A la lecture de l’article de Jean Hebert Armengaud, « le credo antisémite de Hugo Chavez » (Libération du 9 janvier 2006), je fus pris de sérieux doutes personnels. Vivrais-je dans un pays ou le président démocratiquement élu stigmatiserait une part de sa population en raison de sa religion ? Le chavisme serait-il un mouvement politique antisémite ? Serais-je devenu aveugle au point de ne pas voir les pogroms bolivariens ? Serais-je devenu sourd au point de ne pas entendre les appels à la haine contre les juifs professés depuis l’ exécutif ? ( Le Monde du 9 janvier n’est pas en reste... : Le centre Wiesenthal accuse Hugo Chavez d’antisémitisme. www.lemonde.fr/web Ndlr. )
Mes doutes personnels ne durèrent pas plus longtemps que la lecture du titre de l’article de Libération. Car placé légèrement en dessous, apparaissait le nom de l’auteur de cette accusation. Jean Hébert Armengaud se fait depuis plusieurs années l’écho des accusations les plus violentes contre le gouvernement bolivarien. Mes doutes ont rapidement changé d’objet pour se porter sur la validité de l’interprétation des sources du journaliste et sa définition de la déontologie.
L’affaire n’est pas mince. Chavez est décrit comme un antisémite notoire, reproduisant les pires stéréotypes sur les adeptes du judaïsme dans la ligne directe des « protocoles des sages de Sion ».
Le journaliste de Libération nous prévient que le délit eut lieu la veille de Noël, oú « Hugo Chávez visite un centre d’hébergement et de réinsertion de personnes sans domicile fixe à Miranda, dans l’Etat de Zulia. » Le 24 décembre accompagné du maire de Caracas et de quelques ministres le Président visitait un Noyau de Développement Endogène, modèle bolivarien d’une économie alternative, situé proche de Acevedo dans l’Etat du Miranda. Le noyau de développement endogène n’est en rien un centre d’hébergement de SDF, et l’Etat du Miranda ne peut évidemment pas être situé dans l’Etat du Zulia.
Ces précisions géographiques peuvent paraître inutile au lecteur français mais ils sont tout de même révélateurs sur la connaissance qu’à Mr Armengaud du pays bolivarien ainsi que sa capacité a vérifié ses sources.
Elles sont d’ autant plus inquiétantes que l’auteur de l’article de Libération invite ses lecteurs à consulter le site du Ministère de la Communication et de l’Information du Venezuela en preuve du délire antisémite de Mr Chavez.

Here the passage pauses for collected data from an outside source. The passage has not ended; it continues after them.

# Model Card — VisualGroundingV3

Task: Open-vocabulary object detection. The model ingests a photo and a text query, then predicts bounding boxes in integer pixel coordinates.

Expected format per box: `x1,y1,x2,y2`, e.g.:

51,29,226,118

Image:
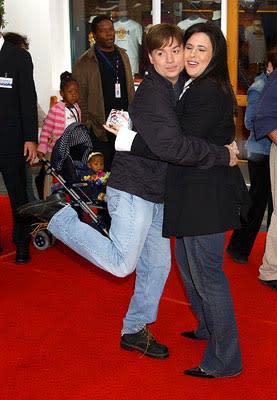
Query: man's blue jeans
175,234,242,377
48,187,171,333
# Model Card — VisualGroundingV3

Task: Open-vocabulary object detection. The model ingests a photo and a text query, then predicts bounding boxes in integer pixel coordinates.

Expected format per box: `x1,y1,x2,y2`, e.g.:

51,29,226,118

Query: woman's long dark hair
183,22,237,112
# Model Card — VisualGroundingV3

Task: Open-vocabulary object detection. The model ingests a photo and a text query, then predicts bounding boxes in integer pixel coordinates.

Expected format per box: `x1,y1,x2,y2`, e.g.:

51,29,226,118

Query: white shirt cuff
115,127,137,151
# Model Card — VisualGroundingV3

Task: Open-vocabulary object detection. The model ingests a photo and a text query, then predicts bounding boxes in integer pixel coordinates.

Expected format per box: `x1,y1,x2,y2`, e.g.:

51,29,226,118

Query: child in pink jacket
37,71,81,198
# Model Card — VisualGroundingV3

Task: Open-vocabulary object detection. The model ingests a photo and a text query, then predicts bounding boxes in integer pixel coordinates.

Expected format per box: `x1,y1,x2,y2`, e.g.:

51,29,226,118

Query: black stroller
32,123,110,250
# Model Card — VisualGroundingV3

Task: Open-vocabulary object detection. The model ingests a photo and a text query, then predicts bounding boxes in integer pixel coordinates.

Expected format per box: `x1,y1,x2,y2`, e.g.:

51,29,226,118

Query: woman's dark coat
163,78,249,237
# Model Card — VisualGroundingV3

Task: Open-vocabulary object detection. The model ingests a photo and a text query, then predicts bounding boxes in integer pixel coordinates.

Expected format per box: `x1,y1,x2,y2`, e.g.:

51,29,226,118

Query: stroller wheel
32,230,55,250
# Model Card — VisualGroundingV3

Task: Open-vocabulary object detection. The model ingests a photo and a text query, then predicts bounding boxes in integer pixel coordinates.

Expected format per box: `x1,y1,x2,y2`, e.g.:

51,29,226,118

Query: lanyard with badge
66,104,80,122
96,47,121,98
0,73,13,89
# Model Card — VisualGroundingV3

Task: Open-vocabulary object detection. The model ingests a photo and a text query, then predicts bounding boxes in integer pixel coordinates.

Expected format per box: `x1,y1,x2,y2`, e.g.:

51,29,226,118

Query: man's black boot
120,326,169,359
17,192,67,222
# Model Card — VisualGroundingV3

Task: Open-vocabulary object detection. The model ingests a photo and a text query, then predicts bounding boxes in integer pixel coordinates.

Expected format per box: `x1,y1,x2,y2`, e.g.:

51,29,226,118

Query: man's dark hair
91,15,113,33
146,23,184,54
3,32,29,50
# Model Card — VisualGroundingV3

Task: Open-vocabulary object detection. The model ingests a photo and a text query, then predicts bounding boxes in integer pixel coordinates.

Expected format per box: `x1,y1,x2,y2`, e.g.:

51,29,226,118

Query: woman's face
184,32,213,79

Or c’est précisément ce que nous avons fait. La page de présentation du discours incriminé offre au visiteur les informations géographiques que nous venons de mentionnez.

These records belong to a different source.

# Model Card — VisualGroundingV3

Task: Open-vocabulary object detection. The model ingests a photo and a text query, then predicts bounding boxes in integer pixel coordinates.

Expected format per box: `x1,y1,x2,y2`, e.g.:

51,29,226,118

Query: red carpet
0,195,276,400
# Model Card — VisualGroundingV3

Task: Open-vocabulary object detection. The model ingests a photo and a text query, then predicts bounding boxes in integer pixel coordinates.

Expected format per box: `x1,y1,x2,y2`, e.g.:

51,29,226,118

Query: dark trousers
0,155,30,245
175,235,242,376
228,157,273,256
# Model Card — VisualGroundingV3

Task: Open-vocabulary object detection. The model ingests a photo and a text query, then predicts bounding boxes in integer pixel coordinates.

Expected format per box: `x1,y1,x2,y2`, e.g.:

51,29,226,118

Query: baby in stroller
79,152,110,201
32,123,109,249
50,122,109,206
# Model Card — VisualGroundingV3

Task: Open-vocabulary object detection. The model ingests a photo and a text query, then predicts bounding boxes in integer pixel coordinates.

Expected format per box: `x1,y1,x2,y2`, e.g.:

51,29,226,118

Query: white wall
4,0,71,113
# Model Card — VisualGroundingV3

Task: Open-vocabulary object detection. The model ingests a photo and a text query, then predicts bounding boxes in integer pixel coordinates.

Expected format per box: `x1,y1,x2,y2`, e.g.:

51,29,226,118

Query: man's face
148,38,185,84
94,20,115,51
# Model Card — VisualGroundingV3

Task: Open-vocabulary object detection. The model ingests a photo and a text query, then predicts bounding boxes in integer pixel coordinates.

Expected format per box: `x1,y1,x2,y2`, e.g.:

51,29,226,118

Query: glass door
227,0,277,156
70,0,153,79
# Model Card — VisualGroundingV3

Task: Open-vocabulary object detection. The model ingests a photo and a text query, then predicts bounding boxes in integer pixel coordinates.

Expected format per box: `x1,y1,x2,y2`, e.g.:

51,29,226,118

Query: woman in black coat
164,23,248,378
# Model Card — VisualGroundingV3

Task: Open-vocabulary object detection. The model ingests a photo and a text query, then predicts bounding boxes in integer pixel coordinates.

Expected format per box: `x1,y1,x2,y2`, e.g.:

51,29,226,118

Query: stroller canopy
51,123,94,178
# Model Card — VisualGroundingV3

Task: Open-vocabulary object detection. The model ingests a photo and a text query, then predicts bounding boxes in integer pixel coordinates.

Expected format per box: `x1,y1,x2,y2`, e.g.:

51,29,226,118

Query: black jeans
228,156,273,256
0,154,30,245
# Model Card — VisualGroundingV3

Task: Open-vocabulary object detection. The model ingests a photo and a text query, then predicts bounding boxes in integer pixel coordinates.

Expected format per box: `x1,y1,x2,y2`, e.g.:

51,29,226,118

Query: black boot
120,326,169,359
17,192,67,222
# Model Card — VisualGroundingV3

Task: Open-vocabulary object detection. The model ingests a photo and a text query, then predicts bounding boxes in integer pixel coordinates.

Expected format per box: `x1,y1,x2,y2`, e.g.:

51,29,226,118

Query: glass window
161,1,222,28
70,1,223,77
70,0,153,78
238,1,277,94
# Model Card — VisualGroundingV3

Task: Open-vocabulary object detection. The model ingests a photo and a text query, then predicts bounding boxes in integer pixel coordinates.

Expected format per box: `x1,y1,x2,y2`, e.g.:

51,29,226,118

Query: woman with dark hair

Du coup, ou Mr Armengaud n’a pas été vérifié sa source ou il parle plus qu’approximativement l’espagnol. Dans les deux cas, la rigueur de son investigation laisse à désirer. Si la désinformation commence sur des thèmes secondaires, qu’en est il alors sur « l’antisémitisme » du président Chavez ?
Premièrement, nous devons signaler que les références à Mr Jesus Christ ont fait une réapparition dans les discours du Président Chavez. Longuement utilisé au début de son mandat, elles avaient plus ou moins disparus avant de réapparaître de façon insistante il y a quelques mois. Les admirateurs français du processus bolivarien avaient pu être étonné, lors de la réunion à la mairie parisienne du XIe arrondissement, d’entendre, celui qu’ils tiennent comme un souffle d’air antilibéral, déclaré que le « Christ fut le premier socialiste et Judas le premier capitaliste ». Ce discours difficilement compréhensible dans notre société athée reçoit de ce coté ci de l’atlantique un impact important. De plus, le Christ de Chavez est plus proche des théologiens de la libération que de l’interprétation de Benoît XVI. Il s’agit d’un christianisme au coté des plus pauvres, d’un christianisme humain ouvrant la voie a un bonheur terrien et temporel.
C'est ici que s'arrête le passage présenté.